Under TNM 8, the greater scrutiny of regional, extramural, discontinuous tumour foci to elucidate the metastatic pathway or pathways involved is welcomed. This should lead to more complete and biologically meaningful pathology reports, accepting that these will require greater pathology time and resource to produce. The inclusion of a TD category, now proved to be of undoubted prognostic significance, is a pragmatic solution when the metastatic pathway leading to that deposit cannot be identified. TNM 8 colorectal cancer staging offers potentially greater reproducibility in identification of cases having some form of regional, extramural, discontinuous tumour.
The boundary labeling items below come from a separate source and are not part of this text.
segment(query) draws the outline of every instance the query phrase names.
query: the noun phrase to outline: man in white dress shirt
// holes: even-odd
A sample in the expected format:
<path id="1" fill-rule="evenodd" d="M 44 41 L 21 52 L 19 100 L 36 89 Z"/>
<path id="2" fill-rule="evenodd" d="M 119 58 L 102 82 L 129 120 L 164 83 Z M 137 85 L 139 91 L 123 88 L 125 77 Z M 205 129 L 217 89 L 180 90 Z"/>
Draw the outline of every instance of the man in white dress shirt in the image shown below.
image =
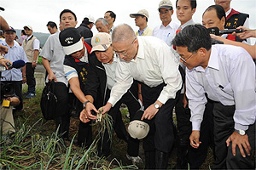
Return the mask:
<path id="1" fill-rule="evenodd" d="M 103 113 L 129 89 L 133 79 L 142 83 L 145 111 L 150 131 L 143 140 L 145 168 L 166 168 L 174 143 L 172 109 L 182 87 L 178 62 L 170 48 L 154 37 L 137 37 L 128 25 L 117 26 L 112 34 L 113 48 L 119 54 L 116 83 Z"/>
<path id="2" fill-rule="evenodd" d="M 186 92 L 191 110 L 190 144 L 198 148 L 207 94 L 214 101 L 213 169 L 255 168 L 255 65 L 242 48 L 212 46 L 207 30 L 188 26 L 172 41 L 186 65 Z M 236 104 L 236 105 L 235 105 Z"/>
<path id="3" fill-rule="evenodd" d="M 173 14 L 172 2 L 162 0 L 159 3 L 158 10 L 162 23 L 153 30 L 153 36 L 163 40 L 172 48 L 171 42 L 179 25 L 172 20 L 172 15 Z"/>

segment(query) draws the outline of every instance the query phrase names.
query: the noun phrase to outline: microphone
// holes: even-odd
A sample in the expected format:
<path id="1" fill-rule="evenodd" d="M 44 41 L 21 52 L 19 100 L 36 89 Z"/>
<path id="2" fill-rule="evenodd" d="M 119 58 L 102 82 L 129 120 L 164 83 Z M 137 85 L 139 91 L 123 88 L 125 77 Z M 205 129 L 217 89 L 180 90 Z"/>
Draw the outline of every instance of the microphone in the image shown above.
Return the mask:
<path id="1" fill-rule="evenodd" d="M 15 68 L 20 69 L 25 65 L 25 61 L 22 60 L 18 60 L 10 64 L 9 62 L 6 63 L 9 69 Z"/>
<path id="2" fill-rule="evenodd" d="M 246 30 L 243 29 L 225 29 L 225 30 L 219 30 L 218 27 L 211 27 L 207 28 L 210 34 L 214 34 L 216 36 L 219 36 L 220 34 L 231 34 L 233 32 L 240 33 Z"/>

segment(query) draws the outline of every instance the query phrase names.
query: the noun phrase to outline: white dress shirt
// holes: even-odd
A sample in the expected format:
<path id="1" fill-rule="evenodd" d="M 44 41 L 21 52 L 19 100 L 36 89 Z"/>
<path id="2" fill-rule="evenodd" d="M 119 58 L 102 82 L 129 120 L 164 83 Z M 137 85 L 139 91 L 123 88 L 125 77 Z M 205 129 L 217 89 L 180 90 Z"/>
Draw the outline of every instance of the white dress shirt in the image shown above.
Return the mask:
<path id="1" fill-rule="evenodd" d="M 209 99 L 224 105 L 236 105 L 235 128 L 247 130 L 256 116 L 255 64 L 242 48 L 213 45 L 206 69 L 186 69 L 186 94 L 193 130 L 200 130 Z"/>
<path id="2" fill-rule="evenodd" d="M 137 37 L 137 39 L 139 47 L 136 59 L 130 62 L 118 59 L 116 83 L 108 99 L 113 105 L 130 88 L 133 78 L 149 87 L 166 83 L 158 98 L 162 104 L 174 99 L 182 87 L 178 61 L 166 43 L 151 36 Z"/>
<path id="3" fill-rule="evenodd" d="M 65 53 L 60 42 L 59 35 L 60 31 L 56 31 L 48 37 L 39 55 L 50 61 L 50 69 L 55 74 L 57 81 L 65 83 L 67 87 L 67 80 L 65 76 L 63 69 Z M 46 82 L 49 82 L 48 76 L 46 78 Z"/>
<path id="4" fill-rule="evenodd" d="M 179 25 L 172 20 L 166 27 L 165 27 L 162 24 L 156 26 L 153 30 L 153 36 L 163 40 L 170 48 L 172 48 L 171 43 L 178 27 Z"/>

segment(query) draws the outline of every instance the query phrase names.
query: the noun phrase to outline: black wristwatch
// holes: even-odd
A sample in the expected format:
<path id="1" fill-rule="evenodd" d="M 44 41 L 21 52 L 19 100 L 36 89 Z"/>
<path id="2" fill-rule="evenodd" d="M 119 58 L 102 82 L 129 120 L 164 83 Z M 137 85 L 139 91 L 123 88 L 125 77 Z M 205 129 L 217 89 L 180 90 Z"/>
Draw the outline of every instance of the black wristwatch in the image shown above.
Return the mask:
<path id="1" fill-rule="evenodd" d="M 86 104 L 89 103 L 89 102 L 90 102 L 90 101 L 88 100 L 88 101 L 85 101 L 84 103 L 83 103 L 83 108 L 84 109 L 85 109 Z"/>
<path id="2" fill-rule="evenodd" d="M 160 109 L 160 105 L 157 103 L 154 104 L 155 109 Z"/>
<path id="3" fill-rule="evenodd" d="M 237 133 L 240 135 L 242 135 L 242 136 L 246 134 L 245 130 L 236 130 L 236 129 L 235 129 L 235 132 Z"/>

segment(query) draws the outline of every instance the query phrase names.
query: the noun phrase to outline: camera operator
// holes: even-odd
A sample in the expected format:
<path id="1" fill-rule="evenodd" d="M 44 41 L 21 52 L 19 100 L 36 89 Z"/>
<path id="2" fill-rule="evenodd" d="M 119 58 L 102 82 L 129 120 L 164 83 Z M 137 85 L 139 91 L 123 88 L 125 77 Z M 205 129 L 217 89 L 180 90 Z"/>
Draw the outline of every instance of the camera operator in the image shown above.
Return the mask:
<path id="1" fill-rule="evenodd" d="M 10 84 L 7 85 L 12 87 Z M 1 101 L 0 101 L 0 133 L 6 134 L 8 133 L 15 133 L 15 122 L 13 116 L 13 106 L 20 104 L 20 100 L 15 94 L 5 95 L 5 89 L 10 89 L 9 87 L 1 83 Z M 7 87 L 7 88 L 4 88 Z M 5 89 L 4 89 L 5 88 Z M 13 89 L 15 90 L 15 89 Z"/>
<path id="2" fill-rule="evenodd" d="M 9 53 L 5 54 L 4 58 L 14 62 L 18 60 L 23 60 L 25 63 L 28 61 L 24 49 L 15 41 L 16 36 L 16 31 L 13 27 L 9 27 L 8 30 L 3 31 L 5 40 L 1 43 L 9 48 Z M 17 110 L 22 110 L 22 83 L 26 82 L 26 66 L 20 68 L 13 68 L 9 71 L 2 72 L 1 81 L 3 83 L 12 83 L 15 88 L 15 94 L 20 97 L 20 103 L 15 108 Z"/>

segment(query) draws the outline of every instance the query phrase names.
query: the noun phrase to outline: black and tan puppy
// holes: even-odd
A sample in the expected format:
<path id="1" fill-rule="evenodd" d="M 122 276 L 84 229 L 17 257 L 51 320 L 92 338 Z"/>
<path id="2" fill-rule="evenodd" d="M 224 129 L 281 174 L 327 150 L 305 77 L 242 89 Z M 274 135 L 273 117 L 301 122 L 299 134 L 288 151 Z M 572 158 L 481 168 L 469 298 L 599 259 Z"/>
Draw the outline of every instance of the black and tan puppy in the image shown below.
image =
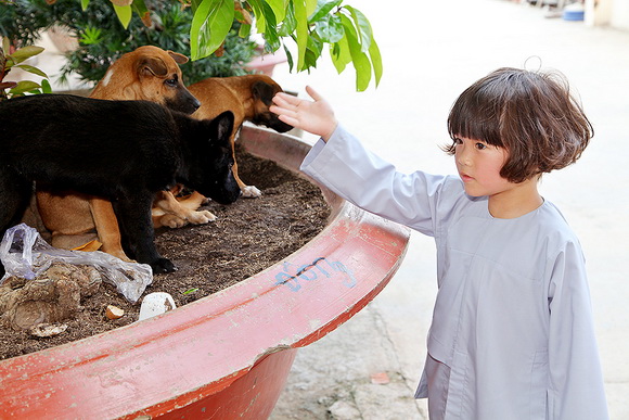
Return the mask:
<path id="1" fill-rule="evenodd" d="M 244 122 L 286 132 L 293 128 L 281 122 L 278 115 L 269 111 L 272 99 L 282 88 L 275 80 L 266 75 L 245 75 L 232 77 L 209 77 L 188 87 L 190 92 L 201 101 L 201 107 L 193 117 L 198 119 L 214 118 L 222 112 L 234 114 L 234 126 L 231 133 L 232 152 L 234 153 L 233 174 L 243 198 L 260 196 L 255 186 L 245 184 L 239 177 L 234 141 Z M 179 227 L 190 221 L 189 214 L 204 201 L 198 192 L 193 192 L 184 200 L 178 201 L 171 194 L 163 194 L 155 201 L 153 220 L 155 226 Z M 215 216 L 211 215 L 214 218 Z"/>
<path id="2" fill-rule="evenodd" d="M 192 114 L 201 103 L 183 85 L 179 64 L 185 62 L 188 58 L 177 52 L 154 46 L 139 47 L 110 66 L 90 98 L 151 101 Z M 165 196 L 171 195 L 159 192 L 156 201 L 163 202 Z M 52 234 L 53 246 L 100 250 L 129 260 L 123 251 L 118 221 L 108 200 L 69 191 L 64 195 L 54 194 L 38 186 L 37 207 L 43 225 Z M 187 220 L 209 220 L 213 215 L 207 211 L 196 212 L 197 207 L 188 211 Z"/>
<path id="3" fill-rule="evenodd" d="M 125 251 L 154 272 L 175 270 L 155 244 L 158 191 L 190 186 L 229 204 L 233 114 L 198 120 L 146 101 L 39 94 L 0 103 L 0 236 L 20 221 L 33 181 L 111 200 Z"/>

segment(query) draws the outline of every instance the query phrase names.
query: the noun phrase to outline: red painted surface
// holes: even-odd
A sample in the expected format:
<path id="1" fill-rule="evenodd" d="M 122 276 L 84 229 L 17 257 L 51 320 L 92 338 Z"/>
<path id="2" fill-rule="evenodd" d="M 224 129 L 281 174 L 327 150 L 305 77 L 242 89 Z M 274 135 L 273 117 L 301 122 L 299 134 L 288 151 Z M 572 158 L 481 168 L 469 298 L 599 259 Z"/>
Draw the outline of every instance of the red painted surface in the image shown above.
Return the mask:
<path id="1" fill-rule="evenodd" d="M 309 145 L 245 127 L 252 153 L 295 168 Z M 162 316 L 0 362 L 0 418 L 251 418 L 271 412 L 296 348 L 367 305 L 409 231 L 324 194 L 328 227 L 285 260 Z"/>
Further guidance in defining individual features and morphological interpretation is required to further reduce interobserver variation in pathology assessments and to help elucidate the clinical significance of involvement of each of these alternative metastatic pathways.
Conflicts of interest
The authors declare no conflicts of interest.
Author contributions
MBL devised the study. OK and MM collated data. MBL, CC, PK and GM provided raw data and input to study design. HGC led the statistical analysis and provided input to study design. MBL drafted the manuscript and generated the figures. All authors approved the final version.